El bajista Jorge Aguirre no pudo viajar. En su reemplazo fue su amigo Diego Alcántara y completó el grupo Sergio Fernández que en 1982 había compuesto “Qué raro todo está”, una canción dedicada a los soldados que peleaban en las islas. Otero recuerda con tristeza que en la Nochebuena del 2021, Fernández falleció.

En 2016 lo contactó Lola Arias, directora de teatro. Quería conocer su historia de veterano de guerra porque tenía en mente hacer una obra y una película. Cuando se enteró de que formaba una banda tributo a Los Beatles, les interesó y le propuso que formase parte de su proyecto.

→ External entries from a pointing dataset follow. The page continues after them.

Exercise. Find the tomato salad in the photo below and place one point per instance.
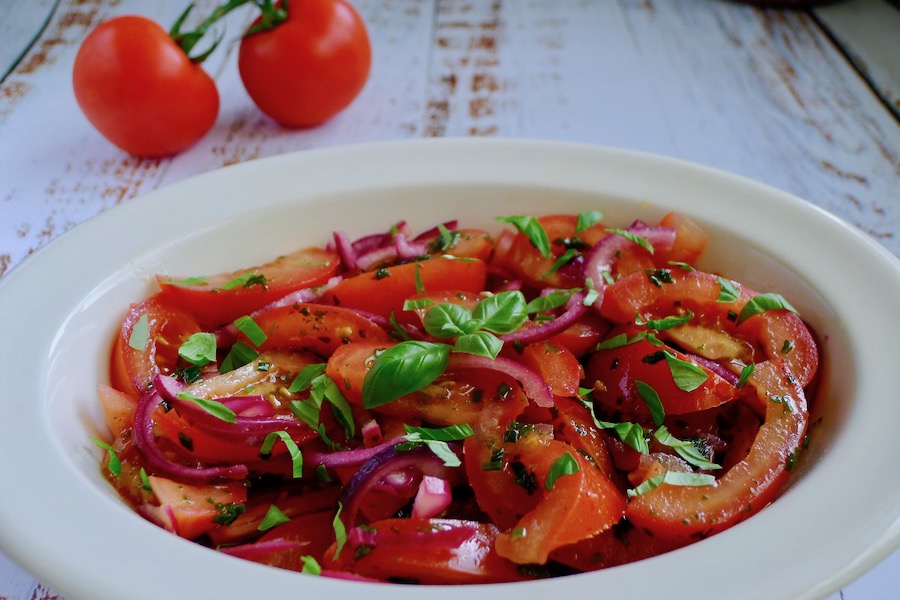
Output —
(456, 407)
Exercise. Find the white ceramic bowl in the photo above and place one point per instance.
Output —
(60, 520)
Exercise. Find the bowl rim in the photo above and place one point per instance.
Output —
(53, 549)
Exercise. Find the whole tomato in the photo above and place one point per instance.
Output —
(310, 66)
(138, 87)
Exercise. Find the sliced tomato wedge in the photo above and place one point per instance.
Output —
(693, 512)
(446, 551)
(383, 292)
(219, 299)
(148, 342)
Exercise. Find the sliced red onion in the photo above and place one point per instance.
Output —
(574, 309)
(375, 474)
(260, 549)
(348, 458)
(158, 463)
(433, 497)
(535, 388)
(600, 258)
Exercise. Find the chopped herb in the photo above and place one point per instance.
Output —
(728, 291)
(564, 465)
(248, 327)
(114, 464)
(763, 303)
(140, 333)
(199, 349)
(273, 518)
(213, 407)
(296, 456)
(533, 230)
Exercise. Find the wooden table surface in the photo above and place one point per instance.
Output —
(806, 100)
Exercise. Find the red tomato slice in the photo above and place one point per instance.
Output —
(220, 299)
(189, 511)
(619, 369)
(578, 506)
(779, 333)
(316, 327)
(693, 512)
(426, 551)
(383, 291)
(148, 343)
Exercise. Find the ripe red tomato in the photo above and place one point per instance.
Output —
(140, 89)
(309, 67)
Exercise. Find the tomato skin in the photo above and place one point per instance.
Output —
(214, 305)
(140, 90)
(310, 67)
(384, 291)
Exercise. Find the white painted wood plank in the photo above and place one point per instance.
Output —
(869, 31)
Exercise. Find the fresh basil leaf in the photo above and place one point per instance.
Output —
(290, 444)
(666, 322)
(632, 237)
(502, 313)
(587, 219)
(688, 376)
(213, 407)
(533, 230)
(446, 320)
(651, 399)
(728, 291)
(248, 327)
(564, 465)
(763, 303)
(746, 372)
(140, 333)
(114, 464)
(199, 349)
(310, 566)
(685, 449)
(554, 299)
(273, 518)
(451, 433)
(239, 355)
(479, 343)
(402, 369)
(672, 478)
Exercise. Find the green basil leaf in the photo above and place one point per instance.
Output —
(199, 349)
(533, 230)
(564, 465)
(402, 369)
(685, 449)
(239, 355)
(115, 465)
(140, 333)
(248, 327)
(651, 399)
(632, 237)
(273, 518)
(672, 478)
(480, 343)
(446, 320)
(502, 313)
(688, 376)
(763, 303)
(290, 444)
(213, 407)
(667, 322)
(728, 291)
(587, 219)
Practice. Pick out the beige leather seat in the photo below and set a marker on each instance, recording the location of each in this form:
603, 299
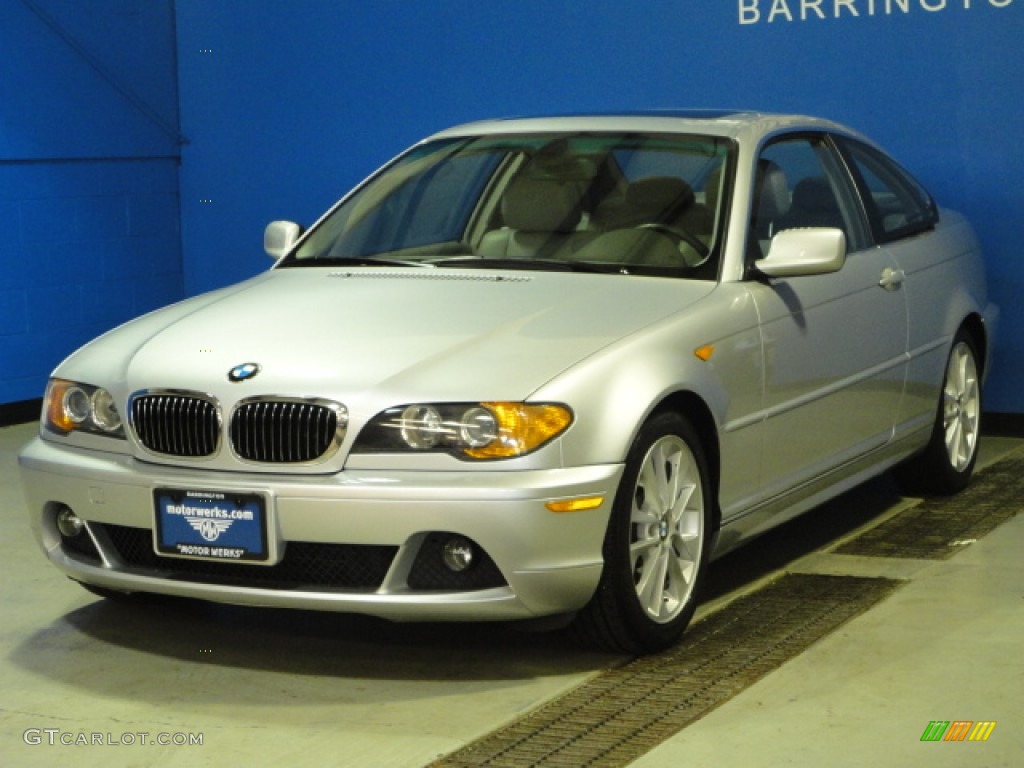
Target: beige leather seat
540, 218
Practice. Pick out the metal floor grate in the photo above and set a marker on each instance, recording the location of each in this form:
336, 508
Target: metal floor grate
937, 527
626, 712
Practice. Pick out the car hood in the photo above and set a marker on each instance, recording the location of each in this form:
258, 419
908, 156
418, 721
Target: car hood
403, 334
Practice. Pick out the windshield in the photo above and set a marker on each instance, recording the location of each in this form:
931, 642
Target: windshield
615, 203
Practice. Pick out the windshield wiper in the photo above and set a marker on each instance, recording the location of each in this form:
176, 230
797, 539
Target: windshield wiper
551, 265
356, 261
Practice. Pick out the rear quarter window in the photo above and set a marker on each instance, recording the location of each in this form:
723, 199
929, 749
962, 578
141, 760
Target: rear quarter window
897, 205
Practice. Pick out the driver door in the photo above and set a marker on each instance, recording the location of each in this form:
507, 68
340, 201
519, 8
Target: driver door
835, 344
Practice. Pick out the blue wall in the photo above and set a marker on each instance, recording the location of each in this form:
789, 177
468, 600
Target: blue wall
89, 232
287, 104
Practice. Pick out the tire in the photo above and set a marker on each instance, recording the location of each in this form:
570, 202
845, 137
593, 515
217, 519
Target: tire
656, 546
946, 464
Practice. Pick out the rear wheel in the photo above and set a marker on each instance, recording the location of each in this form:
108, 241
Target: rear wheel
656, 545
946, 465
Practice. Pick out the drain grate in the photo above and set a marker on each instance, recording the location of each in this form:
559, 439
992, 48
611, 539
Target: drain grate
937, 527
626, 712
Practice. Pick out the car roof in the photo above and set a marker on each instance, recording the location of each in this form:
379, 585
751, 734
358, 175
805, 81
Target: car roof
726, 123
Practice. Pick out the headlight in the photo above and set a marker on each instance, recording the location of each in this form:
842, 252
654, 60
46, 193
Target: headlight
466, 430
71, 407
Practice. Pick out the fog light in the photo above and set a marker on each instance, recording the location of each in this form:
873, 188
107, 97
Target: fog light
69, 523
458, 554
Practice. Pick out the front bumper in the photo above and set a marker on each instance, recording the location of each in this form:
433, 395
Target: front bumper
548, 562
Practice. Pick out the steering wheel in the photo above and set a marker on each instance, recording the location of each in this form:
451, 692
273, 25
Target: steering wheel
680, 236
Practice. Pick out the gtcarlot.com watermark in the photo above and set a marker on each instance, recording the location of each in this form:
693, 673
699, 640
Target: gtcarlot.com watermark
58, 737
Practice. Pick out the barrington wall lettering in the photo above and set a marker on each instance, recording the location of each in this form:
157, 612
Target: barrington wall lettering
768, 11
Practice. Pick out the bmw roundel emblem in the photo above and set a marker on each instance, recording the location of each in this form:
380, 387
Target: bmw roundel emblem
243, 372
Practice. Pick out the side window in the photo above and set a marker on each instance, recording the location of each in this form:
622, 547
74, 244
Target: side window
897, 205
800, 183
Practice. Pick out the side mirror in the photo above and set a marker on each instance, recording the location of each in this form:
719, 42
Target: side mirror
805, 251
280, 237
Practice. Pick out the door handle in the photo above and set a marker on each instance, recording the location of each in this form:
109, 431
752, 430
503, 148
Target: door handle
892, 279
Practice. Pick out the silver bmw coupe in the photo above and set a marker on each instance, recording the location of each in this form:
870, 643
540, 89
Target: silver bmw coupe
530, 368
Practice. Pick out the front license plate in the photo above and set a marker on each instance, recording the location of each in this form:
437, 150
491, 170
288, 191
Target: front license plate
211, 524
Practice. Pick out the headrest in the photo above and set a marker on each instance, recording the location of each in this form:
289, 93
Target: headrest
542, 205
813, 194
657, 198
772, 192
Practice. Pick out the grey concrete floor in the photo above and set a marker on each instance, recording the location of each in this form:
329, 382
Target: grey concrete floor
274, 687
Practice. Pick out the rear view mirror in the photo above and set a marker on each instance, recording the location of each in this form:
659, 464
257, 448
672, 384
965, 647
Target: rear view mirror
806, 251
280, 237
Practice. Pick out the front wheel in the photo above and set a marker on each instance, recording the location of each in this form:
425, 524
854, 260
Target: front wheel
656, 545
945, 466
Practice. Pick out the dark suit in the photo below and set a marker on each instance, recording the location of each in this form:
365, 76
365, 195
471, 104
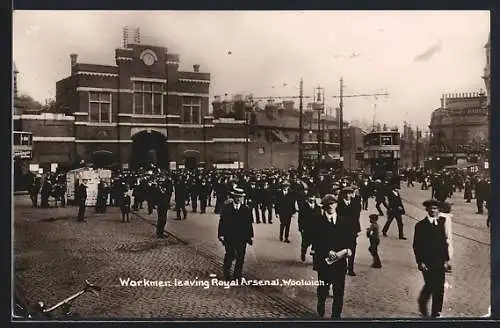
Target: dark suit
364, 191
308, 219
236, 228
163, 203
82, 198
329, 236
285, 208
352, 214
395, 210
430, 248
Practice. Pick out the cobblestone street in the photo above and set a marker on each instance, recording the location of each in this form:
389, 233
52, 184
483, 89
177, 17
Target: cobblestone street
104, 250
54, 257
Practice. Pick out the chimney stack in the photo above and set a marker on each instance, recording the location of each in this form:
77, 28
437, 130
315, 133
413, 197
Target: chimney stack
74, 59
125, 37
137, 36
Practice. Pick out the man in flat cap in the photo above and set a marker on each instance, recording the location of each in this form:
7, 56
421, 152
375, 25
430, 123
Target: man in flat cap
431, 254
286, 206
235, 232
331, 245
309, 215
395, 210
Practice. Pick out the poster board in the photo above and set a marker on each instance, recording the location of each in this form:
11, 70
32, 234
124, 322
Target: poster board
92, 177
34, 168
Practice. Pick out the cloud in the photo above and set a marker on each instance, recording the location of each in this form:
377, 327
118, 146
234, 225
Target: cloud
429, 53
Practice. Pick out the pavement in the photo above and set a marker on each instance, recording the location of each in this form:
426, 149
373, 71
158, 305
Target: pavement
103, 249
54, 255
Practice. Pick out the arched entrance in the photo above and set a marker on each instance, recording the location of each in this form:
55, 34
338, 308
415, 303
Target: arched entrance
149, 147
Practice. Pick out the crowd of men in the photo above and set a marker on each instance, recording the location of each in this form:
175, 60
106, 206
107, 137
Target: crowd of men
247, 197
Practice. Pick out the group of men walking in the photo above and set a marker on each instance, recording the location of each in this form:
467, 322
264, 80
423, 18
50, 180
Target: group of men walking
329, 228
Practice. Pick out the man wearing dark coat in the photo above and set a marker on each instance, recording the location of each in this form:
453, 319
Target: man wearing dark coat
163, 204
309, 215
331, 242
285, 208
82, 198
180, 198
395, 211
235, 232
364, 191
431, 254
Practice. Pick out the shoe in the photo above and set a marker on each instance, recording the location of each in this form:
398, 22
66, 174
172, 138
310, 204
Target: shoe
422, 308
320, 309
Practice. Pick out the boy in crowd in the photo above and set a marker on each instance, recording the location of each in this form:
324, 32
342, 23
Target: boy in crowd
372, 232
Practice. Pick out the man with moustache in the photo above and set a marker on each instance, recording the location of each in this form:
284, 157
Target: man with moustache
235, 232
431, 254
331, 245
309, 215
285, 208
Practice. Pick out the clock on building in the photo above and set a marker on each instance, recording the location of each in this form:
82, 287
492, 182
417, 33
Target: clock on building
148, 57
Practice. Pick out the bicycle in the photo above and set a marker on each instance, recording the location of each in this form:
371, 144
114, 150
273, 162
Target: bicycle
41, 311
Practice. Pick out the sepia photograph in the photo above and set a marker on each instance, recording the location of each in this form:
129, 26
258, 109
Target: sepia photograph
250, 165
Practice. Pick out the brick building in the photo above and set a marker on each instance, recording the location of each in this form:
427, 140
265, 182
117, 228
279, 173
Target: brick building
145, 108
141, 108
273, 132
459, 129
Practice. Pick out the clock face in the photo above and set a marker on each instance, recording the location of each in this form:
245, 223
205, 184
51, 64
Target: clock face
148, 59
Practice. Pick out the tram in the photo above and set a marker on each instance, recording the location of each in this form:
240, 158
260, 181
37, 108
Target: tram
382, 152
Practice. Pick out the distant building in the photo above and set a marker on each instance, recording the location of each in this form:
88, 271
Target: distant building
274, 133
487, 70
459, 129
14, 80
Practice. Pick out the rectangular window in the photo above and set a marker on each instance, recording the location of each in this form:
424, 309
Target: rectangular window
196, 115
157, 87
148, 104
138, 86
138, 104
191, 110
105, 112
94, 112
157, 99
187, 114
100, 107
94, 96
148, 98
386, 141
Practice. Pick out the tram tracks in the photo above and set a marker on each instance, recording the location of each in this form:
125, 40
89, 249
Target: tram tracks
454, 223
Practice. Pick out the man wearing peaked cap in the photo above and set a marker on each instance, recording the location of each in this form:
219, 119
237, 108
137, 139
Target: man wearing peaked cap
328, 199
432, 202
235, 232
331, 245
431, 249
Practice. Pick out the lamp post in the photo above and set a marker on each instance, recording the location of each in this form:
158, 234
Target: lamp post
320, 108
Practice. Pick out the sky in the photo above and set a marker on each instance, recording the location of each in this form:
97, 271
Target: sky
413, 56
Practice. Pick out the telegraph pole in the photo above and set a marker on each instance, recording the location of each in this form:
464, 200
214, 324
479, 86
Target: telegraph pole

La primera reacción de Otero fue negarse. Las giras que harían con la obra le impedirían estar con su familia, jugar al fútbol y desatender la imprenta. Lo terminaron convenciendo y así fue como pasó a ser parte del elenco de la película Teatro de Guerra y de la obra de teatro Campo Minado, protagonizados por seis veteranos, tres argentinos, dos británicos y un gurkha.

Cuando los presentaron, Otero fue con resquemores. Nunca había tenido contacto con veteranos británicos. En ese primer encuentro entendieron que ambas partes habían sufrido, habían perdido amigos y compartían padeceres típicos de la posguerra.

En la primera gira que hicieron por Gran Bretaña, Otero se dio el gusto. Junto a sus compañeros Marcelo Vallejo y Gabriel Sagastume cantaron la Marcha de Malvinas frente al Palacio de Buckingham y cuando anduvieron en bicicleta por el Puente de Londres.

Con la obra llevan recorridos una veintena de países.

El pasado 7 de julio estrenó “Seguir a flote”, en el Concejo Deliberante de San Isidro y ahora busca algún empresario y una sala que se interese por su obra en la que se mezcla la emoción, la reflexión y el dramatismo, y en la que exhibe la sábana con la que en 1982 fue recibido en el barrio.

En el final asegura que le pasaron muchas cosas, pero que siempre el optimismo, el humor, la fe y el amor fueron, son y serán los salvavidas para seguir a flote en su vida.

Una pieza de la historia
Una pieza de la historia de Otero: la sábana con la que lo recibieron en el barrio cuando regresó. Desde entonces la conserva (Gustavo Gavotti)

Vive en su barrio de toda la vida. Le sigue gustando jugar al fútbol, tocar la batería y hasta hizo el curso de timonel, a pesar de que en sus primeros viajes se mareó de lo lindo. Con sus amigos, salen a navegar por el Río de la Plata.

Por más esfuerzos que haga, no recuerda el nombre del compañero con el que se cruzó cuando iba a tomar la guardia. Sabe que no sobrevivió. Cuando Mario Vilánez, aquel cabo que clamaba ser rescatado de las aguas empetroladas cumplió 50 años, su esposa le preparó una fiesta, en el que la sorpresa fue el propio Otero. Ese abrazo que se dieron no es ni más ni menos lo que él exalta en su obra de teatro: la importancia de las cosas simples de la vida.